Sekretaris Daerah Provinsi Riau, Syahrial Abdi, dalam kunjungannya ke Dinas Kesehatan Provinsi Riau pada Rabu (8/7/2026), menegaskan bahwa digitalisasi bukan sekadar adopsi teknologi semata. Baginya, inovasi ini harus menjadi instrumen krusial dalam mempercepat alur pelayanan publik sekaligus mendukung optimalisasi Pendapatan Asli Daerah (PAD) melalui sistem yang lebih tertib dan akuntabel.
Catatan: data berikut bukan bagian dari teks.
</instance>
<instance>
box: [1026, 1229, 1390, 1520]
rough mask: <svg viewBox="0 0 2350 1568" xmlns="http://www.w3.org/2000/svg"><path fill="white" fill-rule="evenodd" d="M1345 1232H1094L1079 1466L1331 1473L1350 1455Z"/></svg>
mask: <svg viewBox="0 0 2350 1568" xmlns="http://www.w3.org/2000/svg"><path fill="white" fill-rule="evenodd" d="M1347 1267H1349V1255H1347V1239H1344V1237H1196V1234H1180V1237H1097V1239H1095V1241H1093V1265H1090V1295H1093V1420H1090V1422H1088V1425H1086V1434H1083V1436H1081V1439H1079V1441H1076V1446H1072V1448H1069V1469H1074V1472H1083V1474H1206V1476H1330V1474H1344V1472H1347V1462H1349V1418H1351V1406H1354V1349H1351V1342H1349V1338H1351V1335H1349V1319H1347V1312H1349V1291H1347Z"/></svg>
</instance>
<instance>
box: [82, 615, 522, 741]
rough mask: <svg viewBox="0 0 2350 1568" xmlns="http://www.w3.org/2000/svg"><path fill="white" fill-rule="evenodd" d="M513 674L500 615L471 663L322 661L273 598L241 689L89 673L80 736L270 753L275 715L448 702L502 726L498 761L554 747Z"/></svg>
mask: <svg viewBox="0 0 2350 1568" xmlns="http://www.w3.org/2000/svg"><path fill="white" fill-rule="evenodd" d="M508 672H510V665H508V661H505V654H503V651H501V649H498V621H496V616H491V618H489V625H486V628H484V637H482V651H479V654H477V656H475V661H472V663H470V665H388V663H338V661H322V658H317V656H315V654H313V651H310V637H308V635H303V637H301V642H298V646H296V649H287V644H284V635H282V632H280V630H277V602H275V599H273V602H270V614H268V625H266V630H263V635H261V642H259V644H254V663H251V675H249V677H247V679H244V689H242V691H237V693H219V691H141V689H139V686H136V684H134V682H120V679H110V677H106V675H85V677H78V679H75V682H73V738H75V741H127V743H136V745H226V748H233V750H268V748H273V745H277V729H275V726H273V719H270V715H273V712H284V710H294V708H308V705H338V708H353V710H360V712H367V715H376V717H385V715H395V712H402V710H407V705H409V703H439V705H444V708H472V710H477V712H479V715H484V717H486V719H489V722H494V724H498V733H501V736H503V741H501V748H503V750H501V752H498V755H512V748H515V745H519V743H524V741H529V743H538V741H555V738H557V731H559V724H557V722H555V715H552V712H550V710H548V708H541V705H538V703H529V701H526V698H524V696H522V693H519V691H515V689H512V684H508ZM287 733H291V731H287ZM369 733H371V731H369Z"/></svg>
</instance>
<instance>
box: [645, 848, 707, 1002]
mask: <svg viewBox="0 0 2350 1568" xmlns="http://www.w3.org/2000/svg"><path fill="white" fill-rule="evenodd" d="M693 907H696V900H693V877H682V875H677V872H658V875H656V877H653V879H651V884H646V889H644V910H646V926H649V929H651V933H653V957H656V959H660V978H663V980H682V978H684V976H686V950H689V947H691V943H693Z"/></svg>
Sejalan dengan arahan tersebut, Rumah Sakit Jiwa (RSJ) Tampan menjadi salah satu fokus pengembangan dalam aspek pelayanan kesehatan. Direktur RSJ Tampan, Prima Wulandari, menyambut positif kebijakan ini dengan melakukan pembenahan sistem internal, mulai dari pengelolaan basis data pasien hingga integrasi administrasi kesehatan yang lebih komprehensif.
Menurut Prima, digitalisasi sangat krusial bagi rumah sakit khusus untuk memastikan penanganan kesehatan jiwa berjalan lebih sigap dan berkelanjutan. Dengan sistem yang terintegrasi, diharapkan masyarakat mendapatkan pengalaman pelayanan yang lebih nyaman, transparan, serta mampu meningkatkan kepercayaan publik terhadap fasilitas kesehatan pemerintah di wilayah Riau.